The DataSift Writer configuration file is located at /etc/datasift/datasift-writer/writer.json
when deployed using the included Chef recipe.
Example:
{
"zookeeper": {
"socket": "localhost:2181"
},
"kafka": {
"topic": "twitter",
"broker": "localhost",
"port": 9092
},
"datasift": {
"base_url": "https://in.datasift.com/",
"port": 443,
"username": "username",
"api_key": "apikey",
"source_id": "sourceid",
"bulk_size": 100000,
"bulk_items": 1000,
"bulk_interval": 1000
},
"metrics": {
"host": "localhost",
"port": 8125,
"prefix": "datasift.writer",
"reporting-time": 1
}
}
The Historics Reader configuration file is located at /etc/datasift/historics-reader/reader.json
when deployed using the included Chef recipe.
Example:
{
"database": {
"filepath": "/usr/lib/datasift/historics-api/db.sqlite"
},
"gnip": {
"base_url": "https://historical.gnip.com",
"port": 443,
"account_name": "gnip-account"
},
"kafka": {
"topic": "twitter",
"servers": "localhost:6667",
"retry-backoff": 1000,
"reconnect-backoff": 1000
},
"metrics": {
"host": "localhost",
"port": 8125,
"prefix": "historics.reader",
"reporting-time": 1
}
}
The majority of relevant log files can be found in /var/log/supervisor
. The default log level for the datasift-writer & gnip-reader services is INFO. For debugging purposes this can be altered on line 2 of log4j.properties
, found under /etc/datasift/datasift-writer
& /etc/datasift/gnip-reader
. A restart using sudo supervisor restart service-name
is required for a change of level to take effect. Note that switching to DEBUG or further levels may cause storage issues.
Logs may be tailed directly via Supervisor: sudo supervisorctl tail -f datasift-writer
- Deploying the Connector AMI to EC2 on top of a Debian based OS will likely cause issues with multiple components within the Connector instance. As noted in 'Quick Start - Deployment to EC2', the Connector has been developed and tested within a pre-built CentOS 6.5 environment, and we strongly advise that packer be run using the included packer/build.sh script.
- Memory allocation errors can occur during the Packer provisioning process. Please follow the advice in the Pricing section and EC2 Quick Deployment steps regarding instance types, to ensure the AMI building instance and Connector instance are suitable.

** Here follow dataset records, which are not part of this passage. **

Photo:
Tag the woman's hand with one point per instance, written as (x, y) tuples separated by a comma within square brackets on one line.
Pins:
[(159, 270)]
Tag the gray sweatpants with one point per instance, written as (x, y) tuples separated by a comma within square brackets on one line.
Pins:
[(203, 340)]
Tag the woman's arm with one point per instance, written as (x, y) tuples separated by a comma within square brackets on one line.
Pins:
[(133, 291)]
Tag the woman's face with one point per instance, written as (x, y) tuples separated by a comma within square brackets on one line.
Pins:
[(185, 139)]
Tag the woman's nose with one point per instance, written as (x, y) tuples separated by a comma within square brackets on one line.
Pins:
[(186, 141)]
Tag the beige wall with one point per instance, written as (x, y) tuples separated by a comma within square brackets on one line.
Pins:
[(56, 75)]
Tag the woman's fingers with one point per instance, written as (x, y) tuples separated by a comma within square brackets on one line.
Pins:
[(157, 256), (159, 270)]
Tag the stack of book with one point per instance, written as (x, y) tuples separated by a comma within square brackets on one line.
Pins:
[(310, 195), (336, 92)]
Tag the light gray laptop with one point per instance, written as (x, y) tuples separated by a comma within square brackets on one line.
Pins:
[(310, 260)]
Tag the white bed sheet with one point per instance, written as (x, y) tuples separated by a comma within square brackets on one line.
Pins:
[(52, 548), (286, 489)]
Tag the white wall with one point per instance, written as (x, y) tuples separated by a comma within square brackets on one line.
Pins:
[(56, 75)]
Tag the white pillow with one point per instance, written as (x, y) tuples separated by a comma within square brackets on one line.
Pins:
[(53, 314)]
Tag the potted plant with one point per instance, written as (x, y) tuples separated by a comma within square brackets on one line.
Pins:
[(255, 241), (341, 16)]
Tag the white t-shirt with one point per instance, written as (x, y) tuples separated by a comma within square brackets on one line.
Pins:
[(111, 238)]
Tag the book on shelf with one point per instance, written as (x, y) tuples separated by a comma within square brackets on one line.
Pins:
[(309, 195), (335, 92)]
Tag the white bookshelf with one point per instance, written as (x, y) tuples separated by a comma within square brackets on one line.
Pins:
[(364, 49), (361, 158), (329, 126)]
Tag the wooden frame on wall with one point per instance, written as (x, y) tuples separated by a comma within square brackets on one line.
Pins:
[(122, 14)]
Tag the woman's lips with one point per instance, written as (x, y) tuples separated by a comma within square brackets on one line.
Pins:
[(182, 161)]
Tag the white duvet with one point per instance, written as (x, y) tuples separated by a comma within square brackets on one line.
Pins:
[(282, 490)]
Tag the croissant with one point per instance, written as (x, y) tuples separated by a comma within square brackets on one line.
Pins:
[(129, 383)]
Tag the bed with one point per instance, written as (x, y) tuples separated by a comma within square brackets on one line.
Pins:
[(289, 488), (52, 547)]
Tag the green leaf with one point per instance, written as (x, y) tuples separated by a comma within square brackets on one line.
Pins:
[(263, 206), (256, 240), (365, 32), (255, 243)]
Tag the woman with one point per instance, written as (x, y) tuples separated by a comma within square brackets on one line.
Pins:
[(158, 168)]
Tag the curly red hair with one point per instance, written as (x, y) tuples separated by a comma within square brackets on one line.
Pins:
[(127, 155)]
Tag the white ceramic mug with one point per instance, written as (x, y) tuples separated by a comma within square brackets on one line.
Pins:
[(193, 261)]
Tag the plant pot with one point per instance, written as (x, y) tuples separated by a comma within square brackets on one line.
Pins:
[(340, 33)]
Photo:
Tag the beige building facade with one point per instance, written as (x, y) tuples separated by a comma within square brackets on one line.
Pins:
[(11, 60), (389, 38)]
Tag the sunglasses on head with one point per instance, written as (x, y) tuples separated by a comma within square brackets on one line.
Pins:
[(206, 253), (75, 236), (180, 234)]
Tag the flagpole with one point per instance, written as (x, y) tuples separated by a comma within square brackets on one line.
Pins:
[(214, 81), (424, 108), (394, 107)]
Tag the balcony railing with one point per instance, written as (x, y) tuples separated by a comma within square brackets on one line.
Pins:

It may be that whilst executing Packer or provisioning a local VM with Vagrant, errors will be encountered. Project maintainers will refrain from merging any unstable Chef changes into master for releases, so errors will usually be caused by a dependency or a localised issue.
Network issues are a common cause. Errors pertaining to reset connections or domain name resolution indicate that:
- VirtualBox bridged to the incorrect network adapter when executing
vagrant up
- A more reliable internet connection is required.
If the error is Berkshelf/Chef based, it's usually a good idea to clear your local Berkshelf cache, and re-construct your vagrant machine. Inside your datasift-connector directory:
rm -rf ~/.berkshelf/*
vagrant destroy
vagrant up
It's also possible for certain dependencies, RPMs, templates and other files to become inaccessible. External web-servers experiencing downtime, or being reconfigured can cause fatal chef errors, which will cause provisioning to fail. In these cases, it's worth ensuring your repository has checked out the latest release tag, and re-provisioning after a short time:
git checkout tags/x.y.z-1
where x.y.z is the tag of the release required.vagrant up
orvagrant provision
, depending on whether the VM has been halted, or is still running respectively.
We are always thrilled to receive pull requests, and do our best to process them as fast as possible. To create a pull request:
- Fork on GitHub.
- Create a feature branch.
- Commit your changes with tests.
- New feature? Send a pull request against the
develop
branch. - Bug fix? Send a pull request against the
master
branch.
Not sure if that typo is worth a pull request? Do it! We, and all other users, will appreciate it.
Found a bug but you're not a developer? Please create an issue in GitHub and we'll get right on it!
The DataSift Connector is MIT-licensed. See the LICENSE file for more info.